From: tytso@mit.edu
Subject: Re: About reserve of blocks for "overflow extents" in ext4 metadata
Date: Wed, 9 Dec 2009 10:31:40 -0500
Message-ID: <20091209153140.GG27692@thunk.org>
References: <41BA663C8B2F72499F48B0EF991C188E0478535CF5@RU-EXSTRCL1.ru.corp.acronis.com>
Mime-Version: 1.0
Content-Type: text/plain; charset=us-ascii
Cc: "linux-ext4@vger.kernel.org" <linux-ext4@vger.kernel.org>
To: Vyacheslav Dubeyko <Vyacheslav.Dubeyko@acronis.com>
Content-Disposition: inline
In-Reply-To: <41BA663C8B2F72499F48B0EF991C188E0478535CF5@RU-EXSTRCL1.ru.corp.acronis.com>
Sender: linux-ext4-owner@vger.kernel.org

On Tue, Dec 08, 2009 at 01:03:28PM +0300, Vyacheslav Dubeyko wrote:
> 1) In the case of ext4 volume's shrinking resize (especially, in the
> case of very fragmented volume) it can be very difficult to estimate
> possibility of successful resize because of existing mechanism of
> extents' tree layout on the volume. It is possible to encounter
> during resize the problem of free blocks' lack for rebuilding of
> extents' tree for replaced files. The reserve of blocks for
> "overflow extents" guarantee against encountering of such problem
> during resizes.

I'm not sure how important it is to make fs shrink work "better",
since most of the time, system administrators are more interested in
growing file systems than shrinking file systems.  That's one of the
reasons why we haven't spent more time trying to make e2resize smarter
about avoiding fragmenting files while shrinking --- or perhaps even
doing some defragmentation as part of the resize.  In some sense
that's something that we should think about doing if people want to be
using resizing as a common operation, as opposed to something rare
that works but isn't very well optimized.  (I've always been a bit
concerned with Fedora using it as a regular way of making ISO disks,
since the a number of file inevitably ended up being fragmented, for
ext3 or ext4 file systems, and seeks on CD's aren't exactly like that
of HDD's or SDD's.)

That being said, if the goal is to allow the shrink to succeed, we
just need a pool of reserve blocks.  We do have something exactly like
that for non-privileged users (the 5% reserve).  What you're talking
about is adding more of a reserve, and perhaps one that gets used for
the privileged users as well.  We could do that, but people are
already annoyed about having 5% reserved.  Reserving more would not be
popular.

> 2) The presence of the reserve of blocks for "overflow extents"
> means that all existing extents' trees of files will locate in one
> place. This fact and placement the reserve just after inode table
> will increase efficiency of operations with extents' trees, in my
> opinion.

We have this already.  Directory and extent tree blocks are currently
preferentially allocated in the first block group of each flex_bg, and
data file blocks are preferentially allocated outside of the first
block group.  If the file system gets full, then extent tree blocks or
data blocks can located anywhere, of course.
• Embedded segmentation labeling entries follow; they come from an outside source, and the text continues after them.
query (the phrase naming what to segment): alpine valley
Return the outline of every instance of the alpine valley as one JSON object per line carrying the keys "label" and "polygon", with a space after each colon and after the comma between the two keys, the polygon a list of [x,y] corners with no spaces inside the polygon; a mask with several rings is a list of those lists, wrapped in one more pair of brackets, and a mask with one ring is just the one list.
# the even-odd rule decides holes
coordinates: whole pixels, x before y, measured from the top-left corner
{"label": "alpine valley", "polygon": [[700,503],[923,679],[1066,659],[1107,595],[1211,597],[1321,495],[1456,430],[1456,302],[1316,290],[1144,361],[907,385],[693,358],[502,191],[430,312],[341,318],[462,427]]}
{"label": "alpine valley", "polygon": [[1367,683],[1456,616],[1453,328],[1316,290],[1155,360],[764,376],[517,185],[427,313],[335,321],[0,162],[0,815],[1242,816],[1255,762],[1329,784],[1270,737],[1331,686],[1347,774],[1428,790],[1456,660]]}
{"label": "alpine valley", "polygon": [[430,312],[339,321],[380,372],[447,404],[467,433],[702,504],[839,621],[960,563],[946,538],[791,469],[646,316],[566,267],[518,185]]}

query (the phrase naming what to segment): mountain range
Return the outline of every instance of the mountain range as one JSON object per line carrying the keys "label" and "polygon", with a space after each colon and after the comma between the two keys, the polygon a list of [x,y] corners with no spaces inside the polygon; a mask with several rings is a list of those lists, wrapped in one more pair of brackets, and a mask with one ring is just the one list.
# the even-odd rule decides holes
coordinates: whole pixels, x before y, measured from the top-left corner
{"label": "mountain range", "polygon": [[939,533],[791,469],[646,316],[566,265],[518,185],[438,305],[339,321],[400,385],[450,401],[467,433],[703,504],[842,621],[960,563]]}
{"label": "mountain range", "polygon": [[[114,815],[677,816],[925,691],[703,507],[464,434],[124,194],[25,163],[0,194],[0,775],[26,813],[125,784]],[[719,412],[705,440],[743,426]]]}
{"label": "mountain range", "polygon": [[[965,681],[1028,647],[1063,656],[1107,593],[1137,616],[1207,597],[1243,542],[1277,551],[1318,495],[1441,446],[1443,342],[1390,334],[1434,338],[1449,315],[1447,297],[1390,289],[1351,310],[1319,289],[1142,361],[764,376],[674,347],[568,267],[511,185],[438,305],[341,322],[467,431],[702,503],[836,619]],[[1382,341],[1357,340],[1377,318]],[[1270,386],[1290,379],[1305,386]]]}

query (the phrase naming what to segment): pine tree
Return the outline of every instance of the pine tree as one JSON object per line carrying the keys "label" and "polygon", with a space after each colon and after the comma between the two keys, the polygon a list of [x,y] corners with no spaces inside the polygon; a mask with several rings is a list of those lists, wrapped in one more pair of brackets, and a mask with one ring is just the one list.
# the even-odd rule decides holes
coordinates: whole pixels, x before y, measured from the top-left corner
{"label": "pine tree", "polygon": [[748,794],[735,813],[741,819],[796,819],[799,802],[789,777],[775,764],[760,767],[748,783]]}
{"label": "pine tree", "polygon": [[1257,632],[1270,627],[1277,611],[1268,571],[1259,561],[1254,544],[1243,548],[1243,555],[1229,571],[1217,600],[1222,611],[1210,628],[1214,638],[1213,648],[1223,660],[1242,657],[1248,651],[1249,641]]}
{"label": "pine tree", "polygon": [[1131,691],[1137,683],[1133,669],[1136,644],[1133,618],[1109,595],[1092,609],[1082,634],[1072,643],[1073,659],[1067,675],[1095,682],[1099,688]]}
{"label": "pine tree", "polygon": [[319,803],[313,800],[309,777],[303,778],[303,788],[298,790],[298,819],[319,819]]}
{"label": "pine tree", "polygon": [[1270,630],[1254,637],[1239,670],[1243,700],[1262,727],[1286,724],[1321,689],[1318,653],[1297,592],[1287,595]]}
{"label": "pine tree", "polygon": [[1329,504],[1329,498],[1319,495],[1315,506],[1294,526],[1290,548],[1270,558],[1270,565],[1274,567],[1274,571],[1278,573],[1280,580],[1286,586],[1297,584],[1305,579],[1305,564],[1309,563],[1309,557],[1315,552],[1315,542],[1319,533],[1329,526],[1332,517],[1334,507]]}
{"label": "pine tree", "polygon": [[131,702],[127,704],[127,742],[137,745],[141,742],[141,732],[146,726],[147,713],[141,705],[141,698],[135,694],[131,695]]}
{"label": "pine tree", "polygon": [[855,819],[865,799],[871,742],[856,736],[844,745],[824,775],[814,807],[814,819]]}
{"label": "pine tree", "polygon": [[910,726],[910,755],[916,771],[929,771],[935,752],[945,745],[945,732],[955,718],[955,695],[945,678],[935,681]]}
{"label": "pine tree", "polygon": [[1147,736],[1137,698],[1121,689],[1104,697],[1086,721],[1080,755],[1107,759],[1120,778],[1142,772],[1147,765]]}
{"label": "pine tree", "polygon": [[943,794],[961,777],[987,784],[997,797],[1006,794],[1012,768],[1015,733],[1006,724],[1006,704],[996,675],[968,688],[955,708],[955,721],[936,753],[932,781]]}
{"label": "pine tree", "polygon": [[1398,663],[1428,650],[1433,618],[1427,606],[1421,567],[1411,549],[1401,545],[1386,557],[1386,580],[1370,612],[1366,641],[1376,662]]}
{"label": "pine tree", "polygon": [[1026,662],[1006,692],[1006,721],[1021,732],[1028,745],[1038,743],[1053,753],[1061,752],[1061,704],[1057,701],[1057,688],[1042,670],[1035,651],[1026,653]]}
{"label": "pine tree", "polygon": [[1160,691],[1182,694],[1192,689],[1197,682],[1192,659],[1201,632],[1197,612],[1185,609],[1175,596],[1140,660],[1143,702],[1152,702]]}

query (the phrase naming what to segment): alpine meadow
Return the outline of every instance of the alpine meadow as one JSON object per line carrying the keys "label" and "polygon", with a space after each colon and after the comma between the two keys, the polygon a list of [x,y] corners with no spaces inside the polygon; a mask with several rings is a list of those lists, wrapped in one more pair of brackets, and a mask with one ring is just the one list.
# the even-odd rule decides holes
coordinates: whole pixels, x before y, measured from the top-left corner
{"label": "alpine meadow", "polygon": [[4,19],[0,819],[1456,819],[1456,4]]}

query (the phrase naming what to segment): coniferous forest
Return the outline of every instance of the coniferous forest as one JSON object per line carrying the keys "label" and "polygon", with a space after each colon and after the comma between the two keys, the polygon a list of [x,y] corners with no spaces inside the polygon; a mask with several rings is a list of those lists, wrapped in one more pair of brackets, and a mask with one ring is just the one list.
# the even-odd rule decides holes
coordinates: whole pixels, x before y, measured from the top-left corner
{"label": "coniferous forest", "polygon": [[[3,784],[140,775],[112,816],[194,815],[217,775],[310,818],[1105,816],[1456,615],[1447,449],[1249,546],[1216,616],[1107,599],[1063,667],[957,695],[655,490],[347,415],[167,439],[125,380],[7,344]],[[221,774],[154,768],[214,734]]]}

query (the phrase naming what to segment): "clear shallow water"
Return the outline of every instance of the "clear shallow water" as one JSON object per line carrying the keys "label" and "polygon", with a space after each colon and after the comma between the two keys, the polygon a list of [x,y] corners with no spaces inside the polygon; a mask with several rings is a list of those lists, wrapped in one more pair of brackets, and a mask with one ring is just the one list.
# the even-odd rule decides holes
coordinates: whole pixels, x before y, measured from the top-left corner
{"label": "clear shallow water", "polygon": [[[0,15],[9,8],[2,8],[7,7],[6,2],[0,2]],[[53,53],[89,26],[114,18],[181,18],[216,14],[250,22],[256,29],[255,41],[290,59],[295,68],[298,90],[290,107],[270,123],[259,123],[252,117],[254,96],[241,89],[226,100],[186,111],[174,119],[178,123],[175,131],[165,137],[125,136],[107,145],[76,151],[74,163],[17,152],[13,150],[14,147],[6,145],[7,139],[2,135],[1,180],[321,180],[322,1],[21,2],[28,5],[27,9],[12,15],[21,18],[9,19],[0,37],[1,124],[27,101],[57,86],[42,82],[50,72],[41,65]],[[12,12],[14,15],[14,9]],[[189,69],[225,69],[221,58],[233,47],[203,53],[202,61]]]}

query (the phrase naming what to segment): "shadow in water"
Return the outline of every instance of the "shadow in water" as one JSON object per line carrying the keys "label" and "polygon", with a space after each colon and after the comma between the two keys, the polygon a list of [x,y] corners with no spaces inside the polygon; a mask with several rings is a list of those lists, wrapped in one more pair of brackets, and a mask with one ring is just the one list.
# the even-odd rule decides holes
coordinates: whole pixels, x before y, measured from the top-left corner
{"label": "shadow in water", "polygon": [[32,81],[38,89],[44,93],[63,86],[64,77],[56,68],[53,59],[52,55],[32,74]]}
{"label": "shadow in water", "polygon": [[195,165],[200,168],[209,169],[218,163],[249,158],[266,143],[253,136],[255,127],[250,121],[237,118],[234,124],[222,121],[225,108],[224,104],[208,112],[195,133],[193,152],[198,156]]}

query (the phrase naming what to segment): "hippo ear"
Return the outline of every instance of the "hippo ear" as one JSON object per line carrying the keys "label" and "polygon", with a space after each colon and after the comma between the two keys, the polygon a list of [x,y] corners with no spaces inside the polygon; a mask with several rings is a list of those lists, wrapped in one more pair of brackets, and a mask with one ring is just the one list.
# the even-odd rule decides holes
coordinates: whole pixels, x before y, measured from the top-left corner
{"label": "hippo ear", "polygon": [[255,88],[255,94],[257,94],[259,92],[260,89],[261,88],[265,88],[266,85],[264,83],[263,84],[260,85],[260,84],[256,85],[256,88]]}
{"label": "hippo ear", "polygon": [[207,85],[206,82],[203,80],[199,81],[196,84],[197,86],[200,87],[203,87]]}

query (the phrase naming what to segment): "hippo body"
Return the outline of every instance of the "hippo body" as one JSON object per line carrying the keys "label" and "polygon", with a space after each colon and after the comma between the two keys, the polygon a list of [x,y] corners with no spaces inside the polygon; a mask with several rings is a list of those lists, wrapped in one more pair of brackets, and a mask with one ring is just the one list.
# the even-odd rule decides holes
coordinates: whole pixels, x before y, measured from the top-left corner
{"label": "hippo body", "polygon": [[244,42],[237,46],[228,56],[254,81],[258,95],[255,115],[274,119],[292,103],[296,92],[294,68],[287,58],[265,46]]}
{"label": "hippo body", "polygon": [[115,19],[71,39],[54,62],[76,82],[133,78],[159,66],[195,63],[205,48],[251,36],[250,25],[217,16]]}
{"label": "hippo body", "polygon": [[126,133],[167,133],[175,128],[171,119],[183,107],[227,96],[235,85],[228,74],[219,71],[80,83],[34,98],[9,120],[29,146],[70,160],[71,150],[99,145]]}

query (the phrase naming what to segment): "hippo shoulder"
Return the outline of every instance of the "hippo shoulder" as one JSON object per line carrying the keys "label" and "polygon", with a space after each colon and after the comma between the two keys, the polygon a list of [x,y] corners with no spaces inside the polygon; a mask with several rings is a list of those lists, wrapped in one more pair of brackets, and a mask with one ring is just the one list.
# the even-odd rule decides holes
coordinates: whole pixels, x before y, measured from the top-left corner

Your idea seems to have a contradiction, though.  If you have a
"reserve of blocks" and you aren't necessarily allocating enough space
for the absolute worse case (which means reserving a *very* large
number of blocks), but you are allocating them under normal
circumstances, then there will be times when the reserve will be
exhausted.  At that point, resize shrinking will be once again be
problematic or not possible, and fragmentation loses wil be quite bad.

> 3) The localized layout of extents' trees of files means efficient
> journaling of this metadata, also.

Um, how?  

					- Ted